Galerie commerciale ou musée?





  Je souhaitais dire quelques mots d'une expérience de visite au musée du Louvre pour aller voir l'exposition consacrée à Pierre Soulages.

     Tout d'abord,  parlons du lieu d'exposition: Le Louvre. Je comprends que l'on ait voulu rendre hommage au très grand peintre français vivant qu'est Pierre Soulages, mais encore eût-il fallu que l'exposition ressemble à un vrai hommage. Etre exposé au musée du Louvre, est-il a lui seul un hommage? J'explique mon ressenti...

     Pour que le chemin soit moins long pour accéder à la pyramide,  nous sommes passés par le 99 rue de Rivoli, c'est-à-dire, pour ceux qui ne connaissent pas le lieu, une des entrées et surtout "la" sortie du musée du Louvre. Après l'art, tout le monde est invité à sortir sa carte bleue et à choisir parmi des téléphones, des montres, des parfums, des savons, des gâteaux, des posters, des cartes, des stylos, des livres (un objet culturel d'accord) de Léonard de Vinci...j'en passe...Vous êtes donc invités à acheter. 

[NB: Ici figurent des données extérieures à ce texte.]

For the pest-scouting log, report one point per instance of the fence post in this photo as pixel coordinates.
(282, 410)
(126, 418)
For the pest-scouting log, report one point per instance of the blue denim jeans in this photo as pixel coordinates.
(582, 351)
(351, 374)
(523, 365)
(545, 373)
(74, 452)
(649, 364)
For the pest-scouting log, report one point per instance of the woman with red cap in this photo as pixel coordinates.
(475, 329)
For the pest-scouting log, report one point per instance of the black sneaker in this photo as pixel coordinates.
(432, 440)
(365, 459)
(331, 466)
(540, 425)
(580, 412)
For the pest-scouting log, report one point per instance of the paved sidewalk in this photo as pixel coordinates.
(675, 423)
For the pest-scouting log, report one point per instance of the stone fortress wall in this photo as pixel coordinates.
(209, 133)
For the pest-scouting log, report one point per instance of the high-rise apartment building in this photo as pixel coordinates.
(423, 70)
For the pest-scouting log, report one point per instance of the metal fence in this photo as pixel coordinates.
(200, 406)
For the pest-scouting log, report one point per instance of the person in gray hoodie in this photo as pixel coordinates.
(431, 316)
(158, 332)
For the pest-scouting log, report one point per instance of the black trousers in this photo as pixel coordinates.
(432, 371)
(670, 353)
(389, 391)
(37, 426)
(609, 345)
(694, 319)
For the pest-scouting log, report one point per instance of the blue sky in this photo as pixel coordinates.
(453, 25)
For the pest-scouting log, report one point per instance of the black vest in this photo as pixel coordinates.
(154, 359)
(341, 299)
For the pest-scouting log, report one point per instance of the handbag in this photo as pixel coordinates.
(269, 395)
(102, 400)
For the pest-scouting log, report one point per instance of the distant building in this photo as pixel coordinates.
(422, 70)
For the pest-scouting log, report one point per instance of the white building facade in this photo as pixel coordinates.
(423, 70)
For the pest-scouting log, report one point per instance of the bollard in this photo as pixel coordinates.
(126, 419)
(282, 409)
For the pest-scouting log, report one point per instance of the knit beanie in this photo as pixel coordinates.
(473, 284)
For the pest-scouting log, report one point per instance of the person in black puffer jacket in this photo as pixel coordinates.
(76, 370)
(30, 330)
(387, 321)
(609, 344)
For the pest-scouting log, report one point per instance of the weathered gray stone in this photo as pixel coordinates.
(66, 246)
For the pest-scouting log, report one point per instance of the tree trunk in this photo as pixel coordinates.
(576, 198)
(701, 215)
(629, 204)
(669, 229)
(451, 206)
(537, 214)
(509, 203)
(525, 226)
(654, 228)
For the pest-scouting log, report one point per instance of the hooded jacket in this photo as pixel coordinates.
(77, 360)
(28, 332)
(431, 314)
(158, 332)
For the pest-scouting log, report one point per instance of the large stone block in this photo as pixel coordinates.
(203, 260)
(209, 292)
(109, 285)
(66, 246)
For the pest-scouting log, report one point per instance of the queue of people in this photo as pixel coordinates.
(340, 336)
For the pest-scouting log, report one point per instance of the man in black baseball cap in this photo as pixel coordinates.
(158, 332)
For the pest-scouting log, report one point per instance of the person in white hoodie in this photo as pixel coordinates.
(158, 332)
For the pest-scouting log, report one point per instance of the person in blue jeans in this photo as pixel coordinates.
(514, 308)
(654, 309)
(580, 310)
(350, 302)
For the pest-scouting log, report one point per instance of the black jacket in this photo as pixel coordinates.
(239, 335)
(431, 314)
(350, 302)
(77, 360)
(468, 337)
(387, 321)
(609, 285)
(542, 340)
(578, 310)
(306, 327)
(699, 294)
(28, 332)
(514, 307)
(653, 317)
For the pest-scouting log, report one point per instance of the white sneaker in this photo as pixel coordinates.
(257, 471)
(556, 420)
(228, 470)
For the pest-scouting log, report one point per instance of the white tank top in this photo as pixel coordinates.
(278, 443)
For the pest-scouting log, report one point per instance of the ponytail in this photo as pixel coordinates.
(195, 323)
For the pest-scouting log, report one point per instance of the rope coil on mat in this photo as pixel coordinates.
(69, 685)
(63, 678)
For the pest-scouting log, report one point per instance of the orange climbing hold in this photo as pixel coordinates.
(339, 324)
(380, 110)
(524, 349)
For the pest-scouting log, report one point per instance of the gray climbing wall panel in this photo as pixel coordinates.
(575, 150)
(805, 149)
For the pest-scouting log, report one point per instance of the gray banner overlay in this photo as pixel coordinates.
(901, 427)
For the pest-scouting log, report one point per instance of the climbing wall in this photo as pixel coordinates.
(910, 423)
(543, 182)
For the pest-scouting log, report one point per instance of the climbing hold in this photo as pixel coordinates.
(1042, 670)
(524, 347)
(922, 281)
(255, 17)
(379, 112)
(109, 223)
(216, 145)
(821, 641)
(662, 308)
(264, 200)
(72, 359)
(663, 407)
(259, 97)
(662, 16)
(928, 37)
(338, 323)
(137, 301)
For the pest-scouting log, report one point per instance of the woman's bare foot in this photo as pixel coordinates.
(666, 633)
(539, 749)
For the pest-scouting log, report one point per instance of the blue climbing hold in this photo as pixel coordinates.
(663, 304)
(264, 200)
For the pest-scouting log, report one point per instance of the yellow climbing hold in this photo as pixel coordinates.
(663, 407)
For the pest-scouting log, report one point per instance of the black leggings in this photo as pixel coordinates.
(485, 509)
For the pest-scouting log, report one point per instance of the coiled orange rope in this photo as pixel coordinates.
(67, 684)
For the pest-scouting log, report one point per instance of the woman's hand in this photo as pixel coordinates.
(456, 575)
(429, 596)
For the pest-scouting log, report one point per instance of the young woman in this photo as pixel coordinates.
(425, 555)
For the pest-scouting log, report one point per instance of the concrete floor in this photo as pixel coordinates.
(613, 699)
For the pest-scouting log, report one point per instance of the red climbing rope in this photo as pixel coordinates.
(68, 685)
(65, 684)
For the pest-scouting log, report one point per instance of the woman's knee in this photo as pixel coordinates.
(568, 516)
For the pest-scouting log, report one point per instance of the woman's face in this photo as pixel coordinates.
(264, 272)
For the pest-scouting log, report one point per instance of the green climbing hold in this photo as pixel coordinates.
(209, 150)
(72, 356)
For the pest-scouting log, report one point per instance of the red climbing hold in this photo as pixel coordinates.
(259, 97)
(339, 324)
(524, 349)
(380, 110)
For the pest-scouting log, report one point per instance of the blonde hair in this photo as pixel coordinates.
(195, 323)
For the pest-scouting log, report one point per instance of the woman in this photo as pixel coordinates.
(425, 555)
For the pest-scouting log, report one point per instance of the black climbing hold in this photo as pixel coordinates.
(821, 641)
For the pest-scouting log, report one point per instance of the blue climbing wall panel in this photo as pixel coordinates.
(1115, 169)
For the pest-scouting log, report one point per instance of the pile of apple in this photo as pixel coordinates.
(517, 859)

     Nous sommes   passés par cette entrée et là, les décorations des grandes galeries commerçantes n'ont qu'à bien se tenir; des sapins et des étoiles qui clignotent dans tous les sens, des gens qui vous bousculent, qui sont pressés...Il ne manquait plus que des caddies.

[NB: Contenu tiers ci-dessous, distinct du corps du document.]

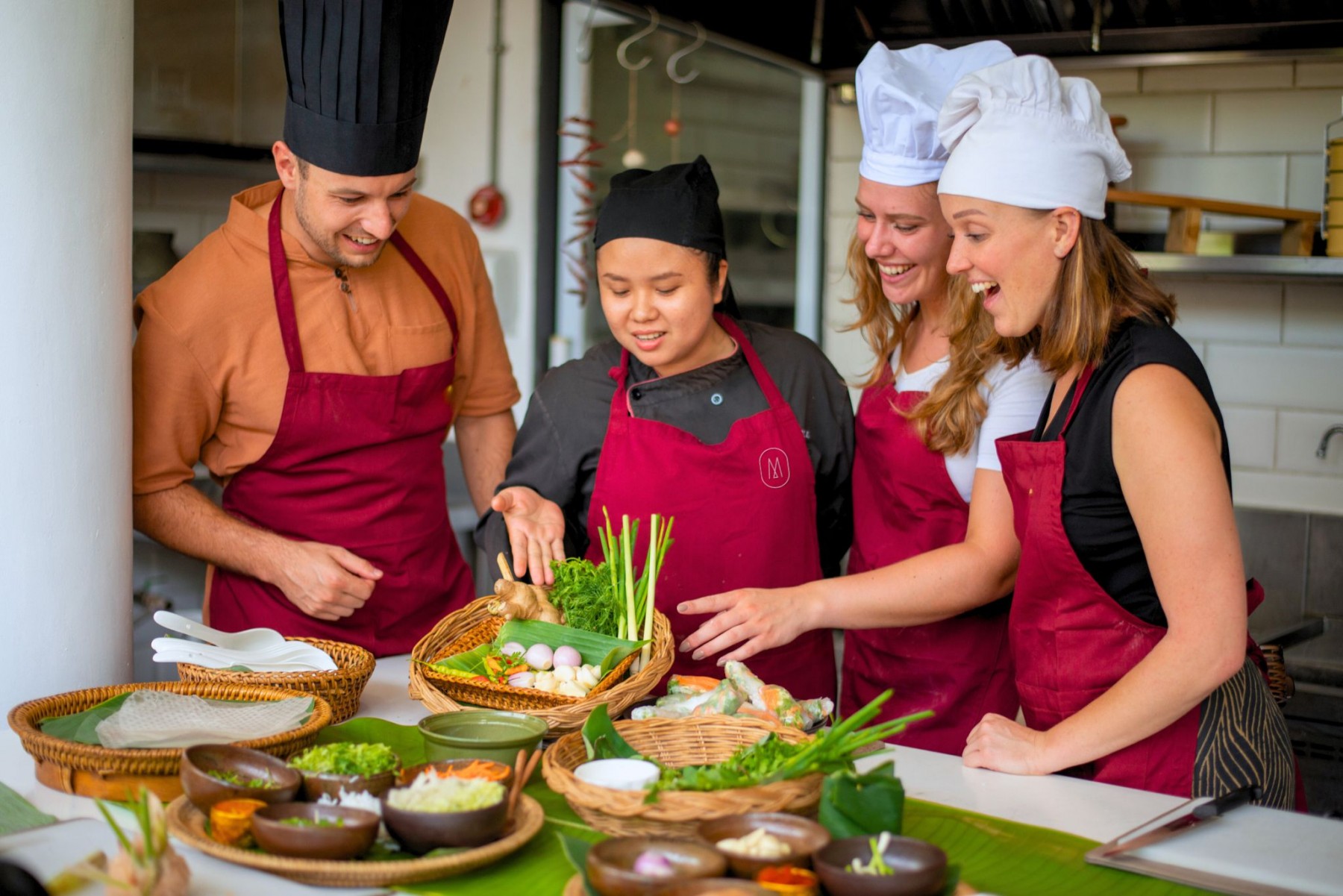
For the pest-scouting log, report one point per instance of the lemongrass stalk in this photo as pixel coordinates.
(651, 572)
(627, 562)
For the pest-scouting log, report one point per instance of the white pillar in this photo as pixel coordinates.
(65, 364)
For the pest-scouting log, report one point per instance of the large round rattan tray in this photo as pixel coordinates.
(563, 719)
(676, 742)
(188, 825)
(90, 770)
(340, 688)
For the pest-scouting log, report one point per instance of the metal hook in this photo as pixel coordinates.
(700, 35)
(586, 40)
(639, 35)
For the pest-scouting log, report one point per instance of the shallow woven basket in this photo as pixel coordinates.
(90, 770)
(677, 742)
(504, 696)
(441, 694)
(340, 688)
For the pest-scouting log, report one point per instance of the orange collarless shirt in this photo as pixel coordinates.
(208, 364)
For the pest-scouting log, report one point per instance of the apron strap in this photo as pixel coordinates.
(1083, 379)
(284, 295)
(430, 280)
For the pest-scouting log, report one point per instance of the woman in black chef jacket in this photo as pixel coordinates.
(740, 431)
(1128, 621)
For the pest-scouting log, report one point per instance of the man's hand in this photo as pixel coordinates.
(535, 531)
(324, 580)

       Arrivés sous la pyramide, spectacle de hall de gare, d'aéroport. Des gens épuisés assis sur des bancs, plus de place pour s'assoir, des bouteilles d'eau par terre. Il manquait le panneau d'affichage des horaires de départ et c'était bon pour le voyage.

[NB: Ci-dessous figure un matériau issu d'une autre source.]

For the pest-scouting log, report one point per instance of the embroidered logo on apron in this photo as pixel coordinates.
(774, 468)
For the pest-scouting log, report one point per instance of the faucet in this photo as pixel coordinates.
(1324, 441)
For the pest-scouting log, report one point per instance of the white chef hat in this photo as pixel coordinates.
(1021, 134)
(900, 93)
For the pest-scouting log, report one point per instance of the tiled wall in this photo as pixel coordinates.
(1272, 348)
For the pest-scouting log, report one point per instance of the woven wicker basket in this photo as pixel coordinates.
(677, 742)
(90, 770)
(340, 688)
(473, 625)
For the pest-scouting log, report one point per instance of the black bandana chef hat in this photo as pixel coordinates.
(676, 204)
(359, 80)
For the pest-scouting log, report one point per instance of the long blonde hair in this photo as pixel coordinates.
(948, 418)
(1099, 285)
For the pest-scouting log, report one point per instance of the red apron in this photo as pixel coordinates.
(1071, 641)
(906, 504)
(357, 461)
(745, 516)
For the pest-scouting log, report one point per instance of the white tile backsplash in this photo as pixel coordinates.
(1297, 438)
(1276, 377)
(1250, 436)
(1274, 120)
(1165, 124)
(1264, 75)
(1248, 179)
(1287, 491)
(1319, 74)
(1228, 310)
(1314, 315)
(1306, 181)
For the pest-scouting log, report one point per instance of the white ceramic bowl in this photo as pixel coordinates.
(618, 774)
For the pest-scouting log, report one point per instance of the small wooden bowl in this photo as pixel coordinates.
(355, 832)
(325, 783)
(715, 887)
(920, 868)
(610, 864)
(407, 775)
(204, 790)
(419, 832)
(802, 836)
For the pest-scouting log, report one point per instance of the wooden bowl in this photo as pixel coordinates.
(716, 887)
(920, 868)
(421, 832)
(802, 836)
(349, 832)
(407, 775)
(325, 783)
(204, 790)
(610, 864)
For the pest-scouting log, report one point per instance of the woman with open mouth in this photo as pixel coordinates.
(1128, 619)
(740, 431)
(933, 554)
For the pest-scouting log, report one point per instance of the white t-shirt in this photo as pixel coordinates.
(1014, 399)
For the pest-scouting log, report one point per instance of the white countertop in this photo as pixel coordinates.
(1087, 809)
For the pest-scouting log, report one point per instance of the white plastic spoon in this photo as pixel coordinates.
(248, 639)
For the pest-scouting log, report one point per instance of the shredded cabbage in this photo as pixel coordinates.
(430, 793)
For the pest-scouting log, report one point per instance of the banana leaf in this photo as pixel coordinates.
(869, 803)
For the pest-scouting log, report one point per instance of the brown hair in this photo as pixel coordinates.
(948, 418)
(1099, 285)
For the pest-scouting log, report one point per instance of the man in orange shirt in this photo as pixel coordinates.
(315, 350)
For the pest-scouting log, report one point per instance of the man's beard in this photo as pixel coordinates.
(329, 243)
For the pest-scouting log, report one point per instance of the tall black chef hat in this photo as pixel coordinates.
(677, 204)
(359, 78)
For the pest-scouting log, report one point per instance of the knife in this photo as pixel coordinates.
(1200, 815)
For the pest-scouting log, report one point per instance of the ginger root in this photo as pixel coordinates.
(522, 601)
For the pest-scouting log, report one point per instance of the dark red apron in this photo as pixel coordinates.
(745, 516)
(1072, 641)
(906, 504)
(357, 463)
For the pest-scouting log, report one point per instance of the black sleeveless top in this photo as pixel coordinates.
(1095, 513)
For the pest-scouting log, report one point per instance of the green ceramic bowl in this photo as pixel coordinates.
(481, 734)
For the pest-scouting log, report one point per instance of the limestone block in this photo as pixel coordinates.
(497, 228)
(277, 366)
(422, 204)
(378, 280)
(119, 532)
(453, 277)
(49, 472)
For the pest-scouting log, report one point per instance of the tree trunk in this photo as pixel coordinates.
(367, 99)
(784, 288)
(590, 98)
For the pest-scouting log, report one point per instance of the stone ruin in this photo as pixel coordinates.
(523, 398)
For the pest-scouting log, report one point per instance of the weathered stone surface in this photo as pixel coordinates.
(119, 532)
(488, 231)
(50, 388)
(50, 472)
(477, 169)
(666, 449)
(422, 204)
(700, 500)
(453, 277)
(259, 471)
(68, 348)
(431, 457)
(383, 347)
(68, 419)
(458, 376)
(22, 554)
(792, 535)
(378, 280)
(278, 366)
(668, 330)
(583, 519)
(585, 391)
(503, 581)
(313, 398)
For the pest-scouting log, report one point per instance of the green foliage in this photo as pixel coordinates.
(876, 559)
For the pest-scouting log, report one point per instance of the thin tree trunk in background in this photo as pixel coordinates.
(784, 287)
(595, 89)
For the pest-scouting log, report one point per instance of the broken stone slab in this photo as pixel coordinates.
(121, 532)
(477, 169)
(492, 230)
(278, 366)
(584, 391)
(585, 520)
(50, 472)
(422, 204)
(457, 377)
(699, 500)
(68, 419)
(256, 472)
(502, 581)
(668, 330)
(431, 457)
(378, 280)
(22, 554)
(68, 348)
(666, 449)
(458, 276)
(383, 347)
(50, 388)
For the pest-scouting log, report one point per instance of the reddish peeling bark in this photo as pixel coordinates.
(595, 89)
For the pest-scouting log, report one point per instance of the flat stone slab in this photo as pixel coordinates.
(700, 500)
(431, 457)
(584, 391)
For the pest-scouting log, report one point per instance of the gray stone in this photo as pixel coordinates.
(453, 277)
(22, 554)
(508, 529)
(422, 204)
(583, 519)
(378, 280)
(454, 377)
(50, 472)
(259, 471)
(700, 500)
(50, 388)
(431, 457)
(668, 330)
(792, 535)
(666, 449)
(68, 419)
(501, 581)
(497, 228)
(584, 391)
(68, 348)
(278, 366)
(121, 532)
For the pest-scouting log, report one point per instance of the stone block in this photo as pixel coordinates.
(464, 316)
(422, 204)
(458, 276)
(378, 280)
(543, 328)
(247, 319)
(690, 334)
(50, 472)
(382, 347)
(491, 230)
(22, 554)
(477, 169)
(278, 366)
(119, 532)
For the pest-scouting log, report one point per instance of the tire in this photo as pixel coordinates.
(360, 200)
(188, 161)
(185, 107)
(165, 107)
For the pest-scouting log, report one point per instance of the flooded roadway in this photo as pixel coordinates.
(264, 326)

         Passés par le sésame des guichets en haut des escalators, nous ne trouvons aucune information concernant l'exposition que nous venons visiter. Je demande à la dame du guichet (qui paraît très fatiguée) où se trouve l'exposition de Pierre Soulages. Elle me dit que c'est au fond, m'indique un ascenseur. Nous prenons celui-ci et nous arrivons dans une très grande salle, bondée de touristes, surchauffée, avec d'immenses tableaux du 18ème représentant des corps nus, des batailles,  des paysages verts...mais pas de noir... Perdus, nous nous dirigeons vers deux caisses enregistreuses (je sais, c'est étonnant). Il y a une file de gens qui souhaitent payer (on paie beaucoup dans les musées...). Je demande à l'hôtesse de caisse si elle sait où se trouve l'exposition que nous cherchons désespérément. Elle nous indique le chemin, au fond, après la grande statue... Le problème, c'est que c'est très au fond...Puis, des escaliers pour redescendre, puis des escaliers pour remonter et remonter encore... et à droite. Ouf! Epuisés nous nous asseyons sur le seul banc qui est libre  et nous regardons passer les gens. Et les gens passent, et les gens passent...

      Assise, j'ai le bonheur de découvrir une petite affiche qui indique l'entrée de l'exposition de Pierre Soulages.  Nous étions le 2 janvier et je me suis dit que l'année allait être comme les précédentes, compliquée mais pleine d'espoir...

      Nous pénétrons enfin dans le salon carré, presque intimidés par ce qui était si bien caché depuis le début de notre entrée dans le musée. Les visiteurs sont moins nombreux. La salle montre des dessins et tableaux de différentes époques au brou de noix, à la peinture à l'huile, à l'acrylique ... Nous découvrons la lumière sur le noir des tableaux éclairés par de petits spots. Là encore, une lumière plus  naturelle aurait été si belle.
    L'exposition est assez petite, très peu d'explications. Nous nous asseyons à nouveau et je photographie après avoir découvert certains tableaux datant de fin 2019.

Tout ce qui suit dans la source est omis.